The year is 2020, and Australia is in its first lockdown. Glued to our computers, my friends and I — dotted around various parts, from Melbourne to Tasmania to Ashfield — all log on to discord and decide to watch a movie. Having stumbled upon a website simply titled Tubi, I suggest we browse their collection. Little did we know, this would send us down a rabbit hole we could never escape from.
Tubi is a free subscription service sprung out of the U.S., hosting an abundance of independent films and television series from around the world. Anyone can upload a piece of media that they have worked tirelessly on, and the website makes a profit from advertising revenue (which can easily be blocked by Chrome extensions).
The website is fascinating, and since users are able to upload anything they want, it becomes an insane collection of prestige films rubbing shoulders with absolute dog crap. Whole sections and categories of the website are dedicated to award-winning films, your typical crime, sci-fi, and fantasy fare, along with independent cinema, and even religious flicks, kids shows and straight-up pornography.
If you were to click shuffle on its recommendations, it is purely up to fate whether you get We Need to Talk about Kevin or Attack of the 50 Foot Camgirl.
After discovering this modern day Library of Alexandria, we began our “Mobie Nights” — a weekly discord call that consisted of us getting drunk and watching bad movies, the deliberate misspelling of “movie” adding to the humour of it all.
Our ritual included sifting through the website’s vast collection, and after rolling a die and picking a film, we’d have our winner. As we sat and watched, we’d critique, mock and berate the film, with discussion afterwards if we’re not too tired or inebriated.
Since the commencement of Mobie Nights, I have watched around 77 movies from Tubi’s vast collection. For those brave enough to venture into its dark digital caverns, I’ve reflected on the best and the worst pieces of trashy so-bad-it’s-good media to watch.
For those looking for cheesy action, the website hosts gems like Jasper and Night Driver — vanity projects that depict their writer, director and stars as incredible fighters and irresistible to women.
Trite attempts at comedy that fall flat on their face and make you cringe? Look no further than Epic Movie, Loqueesha, You Hittin Dat???, and the vast collection of Jeff Dunham stand up specials.
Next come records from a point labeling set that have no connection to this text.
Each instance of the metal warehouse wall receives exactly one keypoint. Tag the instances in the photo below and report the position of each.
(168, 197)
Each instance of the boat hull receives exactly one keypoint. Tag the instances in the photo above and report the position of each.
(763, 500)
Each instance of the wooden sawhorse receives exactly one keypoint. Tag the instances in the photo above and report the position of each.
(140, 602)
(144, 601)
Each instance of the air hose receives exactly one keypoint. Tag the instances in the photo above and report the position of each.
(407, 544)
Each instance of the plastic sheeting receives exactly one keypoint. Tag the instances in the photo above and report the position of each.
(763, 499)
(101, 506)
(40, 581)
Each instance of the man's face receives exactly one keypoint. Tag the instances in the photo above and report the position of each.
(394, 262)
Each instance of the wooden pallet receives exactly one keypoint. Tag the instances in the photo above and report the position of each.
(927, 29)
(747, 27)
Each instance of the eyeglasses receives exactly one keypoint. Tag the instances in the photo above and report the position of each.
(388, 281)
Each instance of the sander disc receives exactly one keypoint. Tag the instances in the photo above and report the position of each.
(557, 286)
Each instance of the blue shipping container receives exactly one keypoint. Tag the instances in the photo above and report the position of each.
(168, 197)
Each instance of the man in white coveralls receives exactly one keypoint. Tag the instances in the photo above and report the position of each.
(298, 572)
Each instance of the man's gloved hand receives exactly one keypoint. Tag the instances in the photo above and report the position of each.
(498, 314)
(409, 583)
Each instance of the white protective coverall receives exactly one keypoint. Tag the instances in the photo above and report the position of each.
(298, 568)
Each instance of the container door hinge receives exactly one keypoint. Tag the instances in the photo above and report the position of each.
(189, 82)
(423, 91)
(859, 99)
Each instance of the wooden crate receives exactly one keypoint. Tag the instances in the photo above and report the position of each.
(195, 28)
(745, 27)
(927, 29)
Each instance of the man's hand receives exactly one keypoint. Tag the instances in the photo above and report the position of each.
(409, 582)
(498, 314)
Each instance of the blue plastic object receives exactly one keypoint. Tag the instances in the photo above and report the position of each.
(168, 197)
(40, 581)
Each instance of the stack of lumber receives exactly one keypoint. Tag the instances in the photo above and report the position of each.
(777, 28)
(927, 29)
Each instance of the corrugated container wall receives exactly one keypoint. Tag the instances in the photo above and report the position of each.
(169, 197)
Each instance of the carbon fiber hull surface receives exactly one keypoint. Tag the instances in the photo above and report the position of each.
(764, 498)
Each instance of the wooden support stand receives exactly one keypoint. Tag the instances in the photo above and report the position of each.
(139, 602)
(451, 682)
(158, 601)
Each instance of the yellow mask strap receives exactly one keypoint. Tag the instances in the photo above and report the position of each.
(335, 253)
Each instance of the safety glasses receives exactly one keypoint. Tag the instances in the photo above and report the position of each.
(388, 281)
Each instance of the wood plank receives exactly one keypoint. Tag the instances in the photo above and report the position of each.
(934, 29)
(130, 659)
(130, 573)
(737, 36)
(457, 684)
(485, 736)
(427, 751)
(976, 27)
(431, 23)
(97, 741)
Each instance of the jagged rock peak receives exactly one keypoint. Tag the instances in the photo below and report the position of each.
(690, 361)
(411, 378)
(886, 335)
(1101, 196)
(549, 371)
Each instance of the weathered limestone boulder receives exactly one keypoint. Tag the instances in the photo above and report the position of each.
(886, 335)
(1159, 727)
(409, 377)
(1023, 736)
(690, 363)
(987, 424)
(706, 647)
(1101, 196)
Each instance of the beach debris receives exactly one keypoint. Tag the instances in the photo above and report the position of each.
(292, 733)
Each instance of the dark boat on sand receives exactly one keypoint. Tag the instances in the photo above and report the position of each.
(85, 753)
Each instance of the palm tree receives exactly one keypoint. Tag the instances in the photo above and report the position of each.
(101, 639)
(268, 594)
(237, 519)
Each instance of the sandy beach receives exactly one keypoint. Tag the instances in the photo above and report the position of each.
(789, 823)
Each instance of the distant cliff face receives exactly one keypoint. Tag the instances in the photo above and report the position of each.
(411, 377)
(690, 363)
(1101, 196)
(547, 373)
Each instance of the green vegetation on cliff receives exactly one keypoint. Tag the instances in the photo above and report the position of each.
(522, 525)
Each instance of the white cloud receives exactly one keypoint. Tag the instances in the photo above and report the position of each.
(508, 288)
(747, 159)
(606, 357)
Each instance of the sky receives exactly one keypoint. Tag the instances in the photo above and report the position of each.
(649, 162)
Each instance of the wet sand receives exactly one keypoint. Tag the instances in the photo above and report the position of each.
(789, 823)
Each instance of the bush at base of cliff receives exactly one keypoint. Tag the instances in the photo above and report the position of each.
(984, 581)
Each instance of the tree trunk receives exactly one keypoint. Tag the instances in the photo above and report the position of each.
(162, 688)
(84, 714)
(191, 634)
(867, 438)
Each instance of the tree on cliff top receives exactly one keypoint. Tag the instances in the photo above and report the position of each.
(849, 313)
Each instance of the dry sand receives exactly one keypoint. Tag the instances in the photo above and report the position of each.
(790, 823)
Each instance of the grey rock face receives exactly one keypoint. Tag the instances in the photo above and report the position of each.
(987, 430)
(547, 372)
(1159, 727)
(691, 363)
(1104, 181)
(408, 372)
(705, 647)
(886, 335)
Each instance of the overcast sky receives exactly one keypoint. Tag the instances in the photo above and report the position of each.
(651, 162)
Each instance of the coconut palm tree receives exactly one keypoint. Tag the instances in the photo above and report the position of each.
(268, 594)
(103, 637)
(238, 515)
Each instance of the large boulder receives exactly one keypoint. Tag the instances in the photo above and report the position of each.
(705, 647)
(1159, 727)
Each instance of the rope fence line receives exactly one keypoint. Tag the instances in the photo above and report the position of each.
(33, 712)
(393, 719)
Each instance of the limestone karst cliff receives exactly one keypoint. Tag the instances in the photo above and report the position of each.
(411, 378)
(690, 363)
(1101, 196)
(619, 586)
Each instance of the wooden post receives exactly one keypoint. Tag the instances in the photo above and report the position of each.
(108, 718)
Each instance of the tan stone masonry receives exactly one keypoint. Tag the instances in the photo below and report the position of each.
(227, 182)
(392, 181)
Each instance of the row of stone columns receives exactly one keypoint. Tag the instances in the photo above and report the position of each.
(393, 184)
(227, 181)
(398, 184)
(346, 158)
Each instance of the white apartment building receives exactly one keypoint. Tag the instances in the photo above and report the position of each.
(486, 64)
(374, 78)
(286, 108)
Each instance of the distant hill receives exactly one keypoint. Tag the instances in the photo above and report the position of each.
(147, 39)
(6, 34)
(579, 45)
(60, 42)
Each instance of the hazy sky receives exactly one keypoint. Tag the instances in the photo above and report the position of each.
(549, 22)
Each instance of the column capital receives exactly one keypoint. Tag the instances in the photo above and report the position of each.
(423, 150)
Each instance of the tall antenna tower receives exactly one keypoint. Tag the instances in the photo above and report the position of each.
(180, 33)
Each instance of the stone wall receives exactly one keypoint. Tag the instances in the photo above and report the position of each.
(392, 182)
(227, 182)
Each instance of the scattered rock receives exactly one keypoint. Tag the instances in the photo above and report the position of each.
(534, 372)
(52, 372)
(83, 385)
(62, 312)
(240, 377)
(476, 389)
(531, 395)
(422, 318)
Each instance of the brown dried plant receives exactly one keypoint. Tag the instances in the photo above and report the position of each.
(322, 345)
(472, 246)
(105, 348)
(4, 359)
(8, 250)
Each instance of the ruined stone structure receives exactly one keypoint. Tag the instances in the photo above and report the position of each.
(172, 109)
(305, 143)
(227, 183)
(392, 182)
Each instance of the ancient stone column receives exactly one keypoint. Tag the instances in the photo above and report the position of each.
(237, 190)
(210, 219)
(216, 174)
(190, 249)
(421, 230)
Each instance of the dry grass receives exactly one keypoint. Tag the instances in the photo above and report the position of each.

Kids movies that are absolutely baffling and miss their target audience completely? Try out Baby Geniuses and the Space Baby, Zapped, Pants on Fire, Harriet the Spy: Blog Wars, Home Alone 4 and A Meowy Halloween.
Religious, right wing zealotism, with a hint of conspiracy theories? The Badge, the Bible and Bigfoot, The Freedom of Silence, 2025: The World Enslaved by a Virus, The Coming, Treasure Blind and Turbines will have you covered.
As lockdowns have become a distant memory, though, and as our personal lives have blossomed beyond the screen, Mobie Nights have become more irregular.
However, we still call occasionally, and recently we finally met in person after all these years. Being able to hug my friends and show them around Sydney, there was no screen inhibiting our conversation, and we chatted like everything was normal. It made me reflect on our Mobie Nights, and my time studying film at USyd. When watching a film, it is important to sit with it, to analyse, critique and even mock it. But without that other person, the receiver to whom we express these thoughts and feelings, and who can bounce off with even greater ideas, where else can these thoughts go?